In the latest salvo against Harper Lee’s novel, the Biloxi, Mississippi school board removed Mockingbird from the district curriculum last week because it “makes people uncomfortable.” Which is, let’s face it, the point of the book.
Mockingbird hasn’t been “banned,” per se—it will still be available in school libraries. But Biloxi eighth graders will no longer learn Atticus Finch’s story in class.
The story was allegedly removed from lesson plans because parents objected to Lee’s use of the word “nigger.” The racial slur was commonly heard in early 20th century Alabama (when Mockingbird is set), but the district apparently didn’t want modern children exposed to it.
According to the district website, however, Biloxi’s eighth grade English classes should include texts that focus on empathy, the Golden Rule and taking a stand. Atticus Finch, a lawyer who selflessly defends a black man in the face of mass criticism, is among the best examples of these characteristics in American literature. So it’s more than a little ironic that his story is being removed from the district syllabus.
The word “nigger” is used multiple times in Mockingbird, but Lee frames it so that the reader knows it’s not a positive term. As the The Washington Post put it, “The book is widely celebrated as a condemnation of the racist language it so often offends its readers with.”
As such, the school board’s actions were widely criticized on social media. Both Nebraska Sen. Ben Sasse and former Education Secretary Arne Duncan defended Lee’s novel on Twitter:
Local media also objected to the board’s decision. The Mississippi Sun-Herald wrote in an editorial that a “frank discussion” about racism is long overdue.
“Perhaps if we talked about race more there would be fewer people cavalierly tossing out hurtful, racist language,” the editorial read. “In the book, the Finch children, Scout and Jem, grow when they confront evil. They discover prejudice and overcome it. And that is because their father, Atticus, treats them maturely and guides them in the right direction. The Biloxi school system should follow his example.”
This isn’t the first time school districts have attempted to censor Mockingbird. In fact, according to the American Library Association, Lee’s novel was one of the 25 most frequently banned or challenged books in U.S. schools over the last decade. Most recently, both Mockingbird and Mark Twain’s The Adventures of Huckleberry Finn were removed from some Virginia classrooms last year due to concerns about language.

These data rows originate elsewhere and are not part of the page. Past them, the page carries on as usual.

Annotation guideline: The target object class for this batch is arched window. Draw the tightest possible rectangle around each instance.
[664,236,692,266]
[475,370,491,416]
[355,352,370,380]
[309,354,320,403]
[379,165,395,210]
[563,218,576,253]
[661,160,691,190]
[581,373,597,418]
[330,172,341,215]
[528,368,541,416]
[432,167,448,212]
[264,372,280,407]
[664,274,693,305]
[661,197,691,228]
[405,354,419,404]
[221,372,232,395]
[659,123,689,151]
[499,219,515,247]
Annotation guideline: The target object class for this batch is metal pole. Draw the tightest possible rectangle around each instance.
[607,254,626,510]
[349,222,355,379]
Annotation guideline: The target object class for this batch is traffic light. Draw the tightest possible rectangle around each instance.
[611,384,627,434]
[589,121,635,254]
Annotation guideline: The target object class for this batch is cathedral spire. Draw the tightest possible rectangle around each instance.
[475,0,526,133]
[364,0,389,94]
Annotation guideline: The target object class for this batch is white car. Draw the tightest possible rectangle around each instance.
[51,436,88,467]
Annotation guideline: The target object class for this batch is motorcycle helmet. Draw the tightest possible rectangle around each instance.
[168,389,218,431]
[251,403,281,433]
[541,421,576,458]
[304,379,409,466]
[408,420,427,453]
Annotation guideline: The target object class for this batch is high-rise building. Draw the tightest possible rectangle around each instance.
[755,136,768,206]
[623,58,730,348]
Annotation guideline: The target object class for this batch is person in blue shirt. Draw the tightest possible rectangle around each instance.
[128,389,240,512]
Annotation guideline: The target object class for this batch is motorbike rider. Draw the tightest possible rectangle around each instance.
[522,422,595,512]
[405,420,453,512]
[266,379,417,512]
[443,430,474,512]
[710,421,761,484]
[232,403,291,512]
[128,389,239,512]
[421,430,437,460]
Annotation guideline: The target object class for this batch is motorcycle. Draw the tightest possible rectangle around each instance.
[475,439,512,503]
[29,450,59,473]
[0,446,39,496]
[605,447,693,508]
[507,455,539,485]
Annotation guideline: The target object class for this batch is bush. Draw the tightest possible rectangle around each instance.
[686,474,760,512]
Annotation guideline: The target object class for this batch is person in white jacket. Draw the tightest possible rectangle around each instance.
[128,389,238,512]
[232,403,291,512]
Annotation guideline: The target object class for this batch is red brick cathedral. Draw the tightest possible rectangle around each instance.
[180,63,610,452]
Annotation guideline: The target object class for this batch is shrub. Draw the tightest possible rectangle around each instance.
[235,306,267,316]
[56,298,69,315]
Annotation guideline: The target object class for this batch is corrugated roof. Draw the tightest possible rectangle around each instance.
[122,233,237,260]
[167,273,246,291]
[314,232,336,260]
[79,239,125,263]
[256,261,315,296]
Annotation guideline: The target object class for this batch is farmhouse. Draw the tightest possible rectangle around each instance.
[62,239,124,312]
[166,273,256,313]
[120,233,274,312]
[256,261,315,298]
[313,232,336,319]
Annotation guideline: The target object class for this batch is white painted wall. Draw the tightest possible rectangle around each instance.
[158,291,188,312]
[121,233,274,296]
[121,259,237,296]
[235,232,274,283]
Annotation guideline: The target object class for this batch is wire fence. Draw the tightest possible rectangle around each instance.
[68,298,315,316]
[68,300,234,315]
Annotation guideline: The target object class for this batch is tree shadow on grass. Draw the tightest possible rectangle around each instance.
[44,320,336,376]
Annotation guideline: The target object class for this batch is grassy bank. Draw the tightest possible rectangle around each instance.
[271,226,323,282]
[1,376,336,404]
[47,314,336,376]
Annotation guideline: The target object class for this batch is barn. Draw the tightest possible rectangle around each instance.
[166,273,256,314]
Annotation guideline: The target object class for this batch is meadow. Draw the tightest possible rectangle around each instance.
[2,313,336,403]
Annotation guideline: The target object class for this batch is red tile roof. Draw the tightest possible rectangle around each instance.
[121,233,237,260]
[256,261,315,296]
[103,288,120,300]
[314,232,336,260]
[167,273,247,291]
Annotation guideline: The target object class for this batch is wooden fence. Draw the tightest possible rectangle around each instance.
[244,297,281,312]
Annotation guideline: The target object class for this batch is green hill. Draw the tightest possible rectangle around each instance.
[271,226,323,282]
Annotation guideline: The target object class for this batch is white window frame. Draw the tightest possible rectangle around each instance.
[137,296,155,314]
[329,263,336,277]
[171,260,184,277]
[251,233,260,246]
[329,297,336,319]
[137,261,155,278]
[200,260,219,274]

Lee, who died last year, zealously defended her novel’s values throughout her life. When a Virginia school board banned Mockingbird in 1966 because of an “immoral” depiction of rape, Lee wrote a scathing letter to local media.
“Surely it is plain to the simplest intelligence that To Kill a Mockingbird spells out in words of seldom more than two syllables a code of honor and conduct, Christian in its ethic, that is the heritage of all Southerners,” she wrote.
Lee attached a $10 donation to the district’s literacy fund.